Watchdog agency appeals ruling that would allow Trump to fire director
The Consumer Financial Protection Bureau on Friday appealed a recent court ruling that could allow President-elect Donald Trump, once he takes office in January, to replace the watchdog agency’s embattled director.
In a case brought against the CFPB by mortgage lender PHH, a federal appellate court in Washington, D.C., last month ruled that the bureau’s structure gives Director Richard Cordray too much power and that the president should be able to fire the bureau’s director for any reason.
For now, the director can only be fired for cause.
If the ruling stands, it could allow Trump — who has said he plans to overhaul or dismantle the Dodd-Frank Act, which created the CFPB — to fire Cordray soon after taking office. Cordray was appointed by President Obama, and his five-year term doesn’t end until mid-2018.
Attorneys for the CFPB called the ruling “dramatic and unprecedented,” arguing that the bureau’s current structure is sound. On Friday, they asked that the PHH case be reviewed by all judges in the D.C. Circuit Court of Appeals, rather than the three-judge panel that handed down last month’s ruling.

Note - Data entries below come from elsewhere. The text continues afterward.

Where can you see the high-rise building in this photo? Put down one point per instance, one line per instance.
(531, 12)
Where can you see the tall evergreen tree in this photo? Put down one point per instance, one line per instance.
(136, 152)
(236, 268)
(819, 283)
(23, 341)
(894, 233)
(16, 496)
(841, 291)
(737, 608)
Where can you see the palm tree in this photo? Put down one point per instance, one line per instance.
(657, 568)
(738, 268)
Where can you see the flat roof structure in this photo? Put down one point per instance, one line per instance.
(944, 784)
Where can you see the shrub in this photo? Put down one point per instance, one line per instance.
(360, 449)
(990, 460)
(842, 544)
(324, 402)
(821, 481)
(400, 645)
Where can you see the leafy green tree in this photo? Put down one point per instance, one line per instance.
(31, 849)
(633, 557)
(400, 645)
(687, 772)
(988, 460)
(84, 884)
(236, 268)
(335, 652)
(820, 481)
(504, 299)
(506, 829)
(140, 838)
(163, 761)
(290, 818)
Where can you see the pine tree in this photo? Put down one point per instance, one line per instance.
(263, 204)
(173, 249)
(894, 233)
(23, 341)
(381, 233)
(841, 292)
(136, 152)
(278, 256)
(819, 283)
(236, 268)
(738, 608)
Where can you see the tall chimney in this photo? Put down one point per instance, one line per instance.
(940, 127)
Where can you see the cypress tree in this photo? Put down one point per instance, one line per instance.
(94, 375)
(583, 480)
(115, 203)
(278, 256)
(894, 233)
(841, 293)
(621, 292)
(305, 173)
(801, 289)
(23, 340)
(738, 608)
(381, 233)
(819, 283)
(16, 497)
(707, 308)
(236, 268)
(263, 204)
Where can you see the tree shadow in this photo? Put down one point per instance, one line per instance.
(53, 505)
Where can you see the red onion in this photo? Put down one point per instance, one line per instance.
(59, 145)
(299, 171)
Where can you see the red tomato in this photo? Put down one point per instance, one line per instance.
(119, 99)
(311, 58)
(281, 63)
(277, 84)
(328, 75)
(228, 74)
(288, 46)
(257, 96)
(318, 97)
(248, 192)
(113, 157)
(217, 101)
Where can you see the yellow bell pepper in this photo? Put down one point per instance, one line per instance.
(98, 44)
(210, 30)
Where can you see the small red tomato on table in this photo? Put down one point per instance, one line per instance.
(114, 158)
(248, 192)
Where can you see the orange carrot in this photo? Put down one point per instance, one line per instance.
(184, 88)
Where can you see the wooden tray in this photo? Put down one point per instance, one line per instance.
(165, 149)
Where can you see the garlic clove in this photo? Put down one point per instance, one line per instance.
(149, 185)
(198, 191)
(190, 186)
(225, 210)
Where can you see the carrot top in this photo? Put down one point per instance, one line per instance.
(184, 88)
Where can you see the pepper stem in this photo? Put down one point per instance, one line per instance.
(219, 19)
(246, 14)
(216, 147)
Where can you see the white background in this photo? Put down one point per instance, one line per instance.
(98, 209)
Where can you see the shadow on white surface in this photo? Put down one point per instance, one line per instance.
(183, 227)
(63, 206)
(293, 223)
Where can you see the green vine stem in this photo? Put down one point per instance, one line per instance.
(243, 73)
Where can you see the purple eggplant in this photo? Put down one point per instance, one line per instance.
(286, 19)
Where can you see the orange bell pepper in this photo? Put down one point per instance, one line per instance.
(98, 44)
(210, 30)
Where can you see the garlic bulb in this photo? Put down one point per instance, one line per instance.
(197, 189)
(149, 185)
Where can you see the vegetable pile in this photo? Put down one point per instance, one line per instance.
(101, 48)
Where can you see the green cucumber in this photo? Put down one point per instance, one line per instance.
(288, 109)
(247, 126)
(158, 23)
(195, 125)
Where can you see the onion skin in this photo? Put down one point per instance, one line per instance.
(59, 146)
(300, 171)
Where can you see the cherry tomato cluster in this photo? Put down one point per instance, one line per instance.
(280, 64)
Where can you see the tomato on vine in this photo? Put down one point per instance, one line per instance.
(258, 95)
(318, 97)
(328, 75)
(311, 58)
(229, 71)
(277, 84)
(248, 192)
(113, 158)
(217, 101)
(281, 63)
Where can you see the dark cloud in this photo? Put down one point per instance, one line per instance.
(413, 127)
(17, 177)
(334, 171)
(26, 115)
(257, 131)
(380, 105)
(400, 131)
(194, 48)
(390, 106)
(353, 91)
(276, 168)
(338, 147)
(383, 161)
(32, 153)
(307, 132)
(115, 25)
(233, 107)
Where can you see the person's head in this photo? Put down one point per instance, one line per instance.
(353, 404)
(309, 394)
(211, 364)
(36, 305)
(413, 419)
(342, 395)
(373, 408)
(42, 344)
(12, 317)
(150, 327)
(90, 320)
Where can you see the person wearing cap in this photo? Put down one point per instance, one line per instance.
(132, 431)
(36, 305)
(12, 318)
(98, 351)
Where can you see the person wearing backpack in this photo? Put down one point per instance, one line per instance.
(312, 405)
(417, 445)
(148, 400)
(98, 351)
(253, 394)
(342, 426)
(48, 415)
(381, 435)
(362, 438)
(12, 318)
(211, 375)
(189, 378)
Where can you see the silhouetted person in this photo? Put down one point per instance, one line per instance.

If the court agrees to hear the case and sides with the CFPB, it would allow Cordray, who has been pilloried as overly aggressive by Republican lawmakers and the financial industry, to continue running the agency until his term expires.
“The petition is extremely significant because Richard Cordray now might remain in charge of the CFPB when the new administration takes office,” said Scott Pearson, an attorney in the Los Angeles office of Ballard Spahr who often works with clients facing CFPB scrutiny.
That could make it more difficult, and likely require legislation, to weaken the agency or undo some of the rules it has put in place over the past five years, said Pearson, who last week said he expected that Trump would fire Cordray within a week of taking office.
In a statement Friday afternoon, Sen. Sherrod Brown (D-Ohio), the ranking Democrat on the Senate Banking Committee, said the court should hear the case.
“CFPB deserves a hearing before the full D.C. Circuit Court, which I believe will find the CFPB’s structure sound,” Brown said.